Howard Garrett, president of D.C.’s Capital Stonewall Democrats, called Norton a “consistent and principled advocate” for equality throughout her career. “She supported LGBTQ rights long before it was politically popular, advancing nondiscrimination protections and equal protection under the law,” he said.
“Eleanor was smart, tough, and did not suffer fools gladly,” said Rick Rosendall, former president of the D.C. Gay and Lesbian Activists Alliance. “But unlike many Democratic politicians a few decades ago who were not reliable on LGBTQ issues, she was always right there with us,” he said. “We didn’t have to explain our cause to her.”

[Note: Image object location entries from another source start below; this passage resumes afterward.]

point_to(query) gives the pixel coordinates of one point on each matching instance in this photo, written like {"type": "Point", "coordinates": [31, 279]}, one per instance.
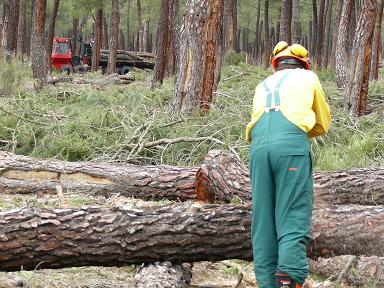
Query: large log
{"type": "Point", "coordinates": [20, 174]}
{"type": "Point", "coordinates": [364, 270]}
{"type": "Point", "coordinates": [55, 238]}
{"type": "Point", "coordinates": [220, 178]}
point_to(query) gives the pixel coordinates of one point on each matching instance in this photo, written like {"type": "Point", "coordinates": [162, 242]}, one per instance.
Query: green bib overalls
{"type": "Point", "coordinates": [282, 191]}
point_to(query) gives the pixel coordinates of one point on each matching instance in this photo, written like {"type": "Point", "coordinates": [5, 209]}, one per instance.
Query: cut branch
{"type": "Point", "coordinates": [55, 238]}
{"type": "Point", "coordinates": [163, 274]}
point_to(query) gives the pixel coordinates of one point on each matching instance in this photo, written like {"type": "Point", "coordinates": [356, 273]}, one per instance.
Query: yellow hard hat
{"type": "Point", "coordinates": [296, 51]}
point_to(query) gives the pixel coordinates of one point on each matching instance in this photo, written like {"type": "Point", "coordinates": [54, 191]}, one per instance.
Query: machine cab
{"type": "Point", "coordinates": [61, 55]}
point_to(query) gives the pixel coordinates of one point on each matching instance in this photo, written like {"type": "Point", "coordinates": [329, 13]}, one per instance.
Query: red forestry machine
{"type": "Point", "coordinates": [63, 59]}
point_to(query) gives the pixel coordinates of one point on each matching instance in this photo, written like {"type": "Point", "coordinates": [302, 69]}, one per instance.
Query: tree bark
{"type": "Point", "coordinates": [38, 50]}
{"type": "Point", "coordinates": [140, 29]}
{"type": "Point", "coordinates": [163, 44]}
{"type": "Point", "coordinates": [285, 21]}
{"type": "Point", "coordinates": [314, 30]}
{"type": "Point", "coordinates": [363, 270]}
{"type": "Point", "coordinates": [173, 43]}
{"type": "Point", "coordinates": [230, 25]}
{"type": "Point", "coordinates": [296, 21]}
{"type": "Point", "coordinates": [257, 35]}
{"type": "Point", "coordinates": [105, 32]}
{"type": "Point", "coordinates": [198, 46]}
{"type": "Point", "coordinates": [98, 39]}
{"type": "Point", "coordinates": [320, 34]}
{"type": "Point", "coordinates": [55, 238]}
{"type": "Point", "coordinates": [128, 36]}
{"type": "Point", "coordinates": [374, 74]}
{"type": "Point", "coordinates": [267, 40]}
{"type": "Point", "coordinates": [341, 45]}
{"type": "Point", "coordinates": [356, 91]}
{"type": "Point", "coordinates": [75, 24]}
{"type": "Point", "coordinates": [21, 30]}
{"type": "Point", "coordinates": [146, 37]}
{"type": "Point", "coordinates": [220, 178]}
{"type": "Point", "coordinates": [327, 37]}
{"type": "Point", "coordinates": [114, 40]}
{"type": "Point", "coordinates": [51, 32]}
{"type": "Point", "coordinates": [336, 31]}
{"type": "Point", "coordinates": [164, 274]}
{"type": "Point", "coordinates": [11, 20]}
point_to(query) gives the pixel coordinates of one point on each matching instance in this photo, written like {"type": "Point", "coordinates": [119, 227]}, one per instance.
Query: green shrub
{"type": "Point", "coordinates": [234, 58]}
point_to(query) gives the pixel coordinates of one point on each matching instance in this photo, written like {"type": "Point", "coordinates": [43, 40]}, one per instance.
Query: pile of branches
{"type": "Point", "coordinates": [348, 218]}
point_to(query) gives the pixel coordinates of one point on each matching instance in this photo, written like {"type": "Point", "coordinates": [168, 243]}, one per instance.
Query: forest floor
{"type": "Point", "coordinates": [98, 122]}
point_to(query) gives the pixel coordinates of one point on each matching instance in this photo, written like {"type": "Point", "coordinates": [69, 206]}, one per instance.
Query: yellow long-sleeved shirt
{"type": "Point", "coordinates": [302, 102]}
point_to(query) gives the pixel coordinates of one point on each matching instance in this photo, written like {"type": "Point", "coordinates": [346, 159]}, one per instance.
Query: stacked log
{"type": "Point", "coordinates": [141, 60]}
{"type": "Point", "coordinates": [221, 178]}
{"type": "Point", "coordinates": [181, 232]}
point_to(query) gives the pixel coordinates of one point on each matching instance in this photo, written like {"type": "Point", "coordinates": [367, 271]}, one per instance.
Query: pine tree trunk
{"type": "Point", "coordinates": [75, 24]}
{"type": "Point", "coordinates": [310, 36]}
{"type": "Point", "coordinates": [327, 37]}
{"type": "Point", "coordinates": [213, 25]}
{"type": "Point", "coordinates": [163, 44]}
{"type": "Point", "coordinates": [105, 32]}
{"type": "Point", "coordinates": [336, 31]}
{"type": "Point", "coordinates": [374, 75]}
{"type": "Point", "coordinates": [341, 45]}
{"type": "Point", "coordinates": [11, 21]}
{"type": "Point", "coordinates": [173, 42]}
{"type": "Point", "coordinates": [356, 91]}
{"type": "Point", "coordinates": [140, 29]}
{"type": "Point", "coordinates": [146, 36]}
{"type": "Point", "coordinates": [257, 35]}
{"type": "Point", "coordinates": [198, 47]}
{"type": "Point", "coordinates": [51, 32]}
{"type": "Point", "coordinates": [285, 21]}
{"type": "Point", "coordinates": [230, 10]}
{"type": "Point", "coordinates": [98, 39]}
{"type": "Point", "coordinates": [128, 36]}
{"type": "Point", "coordinates": [114, 40]}
{"type": "Point", "coordinates": [267, 40]}
{"type": "Point", "coordinates": [21, 30]}
{"type": "Point", "coordinates": [38, 50]}
{"type": "Point", "coordinates": [320, 34]}
{"type": "Point", "coordinates": [296, 21]}
{"type": "Point", "coordinates": [314, 30]}
{"type": "Point", "coordinates": [56, 238]}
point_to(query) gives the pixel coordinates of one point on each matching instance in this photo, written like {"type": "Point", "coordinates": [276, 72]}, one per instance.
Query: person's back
{"type": "Point", "coordinates": [288, 108]}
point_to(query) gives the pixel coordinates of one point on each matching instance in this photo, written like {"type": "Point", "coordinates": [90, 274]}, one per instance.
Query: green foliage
{"type": "Point", "coordinates": [233, 58]}
{"type": "Point", "coordinates": [109, 124]}
{"type": "Point", "coordinates": [12, 76]}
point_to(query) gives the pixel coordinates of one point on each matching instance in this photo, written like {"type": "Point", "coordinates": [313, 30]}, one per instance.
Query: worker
{"type": "Point", "coordinates": [289, 107]}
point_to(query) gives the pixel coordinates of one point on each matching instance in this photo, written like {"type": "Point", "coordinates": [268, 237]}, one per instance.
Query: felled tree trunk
{"type": "Point", "coordinates": [55, 238]}
{"type": "Point", "coordinates": [220, 178]}
{"type": "Point", "coordinates": [363, 269]}
{"type": "Point", "coordinates": [20, 174]}
{"type": "Point", "coordinates": [163, 274]}
{"type": "Point", "coordinates": [223, 177]}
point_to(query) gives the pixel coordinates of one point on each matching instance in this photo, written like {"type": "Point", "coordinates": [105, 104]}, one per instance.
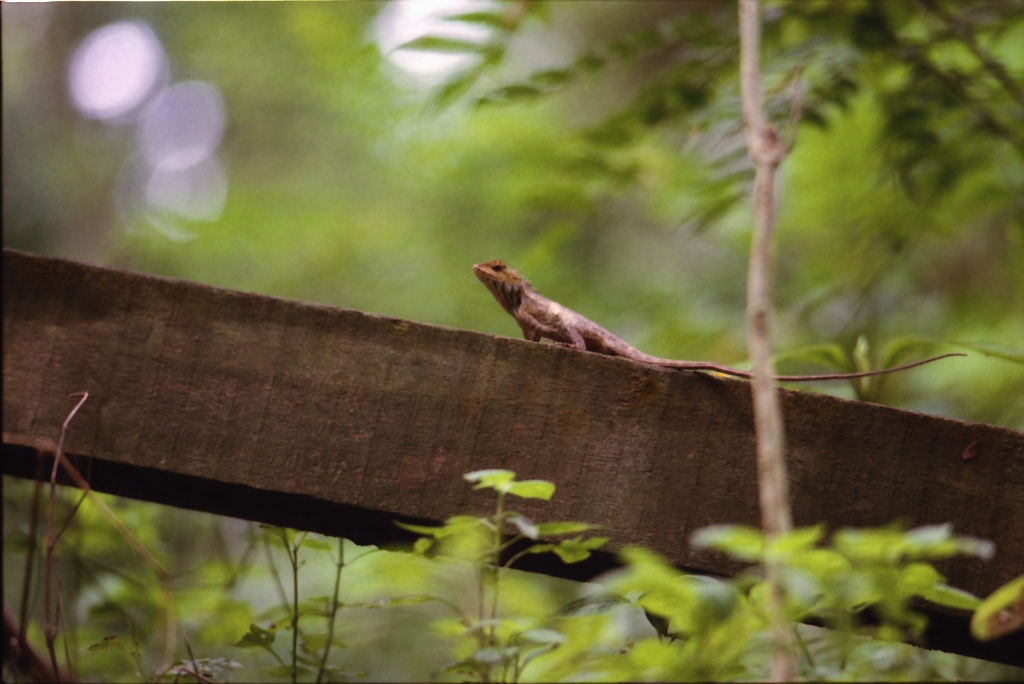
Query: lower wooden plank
{"type": "Point", "coordinates": [385, 415]}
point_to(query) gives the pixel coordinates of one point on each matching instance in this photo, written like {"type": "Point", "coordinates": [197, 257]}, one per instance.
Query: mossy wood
{"type": "Point", "coordinates": [223, 400]}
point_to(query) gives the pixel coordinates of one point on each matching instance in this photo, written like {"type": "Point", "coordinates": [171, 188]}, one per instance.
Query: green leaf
{"type": "Point", "coordinates": [543, 636]}
{"type": "Point", "coordinates": [315, 545]}
{"type": "Point", "coordinates": [739, 541]}
{"type": "Point", "coordinates": [493, 19]}
{"type": "Point", "coordinates": [524, 525]}
{"type": "Point", "coordinates": [534, 489]}
{"type": "Point", "coordinates": [830, 355]}
{"type": "Point", "coordinates": [1000, 613]}
{"type": "Point", "coordinates": [496, 479]}
{"type": "Point", "coordinates": [590, 62]}
{"type": "Point", "coordinates": [455, 87]}
{"type": "Point", "coordinates": [592, 605]}
{"type": "Point", "coordinates": [902, 347]}
{"type": "Point", "coordinates": [572, 551]}
{"type": "Point", "coordinates": [915, 579]}
{"type": "Point", "coordinates": [512, 92]}
{"type": "Point", "coordinates": [312, 643]}
{"type": "Point", "coordinates": [951, 597]}
{"type": "Point", "coordinates": [109, 643]}
{"type": "Point", "coordinates": [861, 354]}
{"type": "Point", "coordinates": [546, 528]}
{"type": "Point", "coordinates": [443, 44]}
{"type": "Point", "coordinates": [256, 637]}
{"type": "Point", "coordinates": [795, 542]}
{"type": "Point", "coordinates": [1006, 352]}
{"type": "Point", "coordinates": [285, 671]}
{"type": "Point", "coordinates": [420, 529]}
{"type": "Point", "coordinates": [552, 78]}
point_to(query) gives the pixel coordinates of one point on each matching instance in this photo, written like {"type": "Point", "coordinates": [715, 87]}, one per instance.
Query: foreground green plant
{"type": "Point", "coordinates": [860, 586]}
{"type": "Point", "coordinates": [497, 648]}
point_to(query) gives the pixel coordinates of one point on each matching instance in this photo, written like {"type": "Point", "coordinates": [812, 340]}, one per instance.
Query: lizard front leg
{"type": "Point", "coordinates": [535, 331]}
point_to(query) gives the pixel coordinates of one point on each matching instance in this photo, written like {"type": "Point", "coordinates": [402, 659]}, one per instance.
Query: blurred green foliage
{"type": "Point", "coordinates": [265, 602]}
{"type": "Point", "coordinates": [597, 148]}
{"type": "Point", "coordinates": [607, 166]}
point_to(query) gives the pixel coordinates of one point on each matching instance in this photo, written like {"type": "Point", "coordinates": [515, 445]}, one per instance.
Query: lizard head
{"type": "Point", "coordinates": [506, 285]}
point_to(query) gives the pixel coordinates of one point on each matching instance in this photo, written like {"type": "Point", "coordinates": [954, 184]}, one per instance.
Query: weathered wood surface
{"type": "Point", "coordinates": [377, 414]}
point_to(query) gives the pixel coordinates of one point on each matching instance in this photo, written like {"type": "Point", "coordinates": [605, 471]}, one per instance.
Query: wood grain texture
{"type": "Point", "coordinates": [386, 415]}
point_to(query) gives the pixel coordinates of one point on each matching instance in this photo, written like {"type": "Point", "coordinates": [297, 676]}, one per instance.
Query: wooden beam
{"type": "Point", "coordinates": [342, 408]}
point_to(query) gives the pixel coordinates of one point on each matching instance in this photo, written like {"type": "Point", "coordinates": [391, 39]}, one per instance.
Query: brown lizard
{"type": "Point", "coordinates": [540, 317]}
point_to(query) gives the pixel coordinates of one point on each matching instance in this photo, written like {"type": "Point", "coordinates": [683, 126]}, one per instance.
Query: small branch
{"type": "Point", "coordinates": [23, 656]}
{"type": "Point", "coordinates": [767, 154]}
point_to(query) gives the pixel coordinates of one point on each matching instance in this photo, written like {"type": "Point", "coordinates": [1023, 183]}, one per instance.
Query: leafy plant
{"type": "Point", "coordinates": [503, 645]}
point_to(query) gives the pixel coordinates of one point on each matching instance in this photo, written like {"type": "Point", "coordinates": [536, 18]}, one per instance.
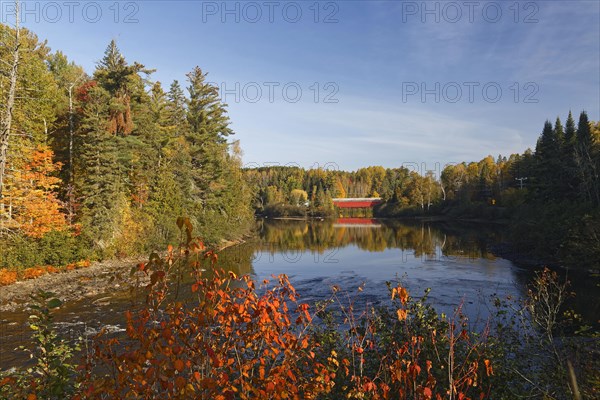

Longtime D.C. gay Democratic activist Peter Rosenstein said he first met Norton when she served as chair of the New York City Human Rights Commission. “She got her start in the civil rights movement and has always been a brilliant advocate for equality,” Rosenstein said.
“She fought for women and for the LGBTQ community,” he said. “She always stood strong with us in all the battles the LGBTQ community had to fight in Congress. I have been honored to know her, thank her for her lifetime of service, and wish her only the best in a hard-earned retirement.”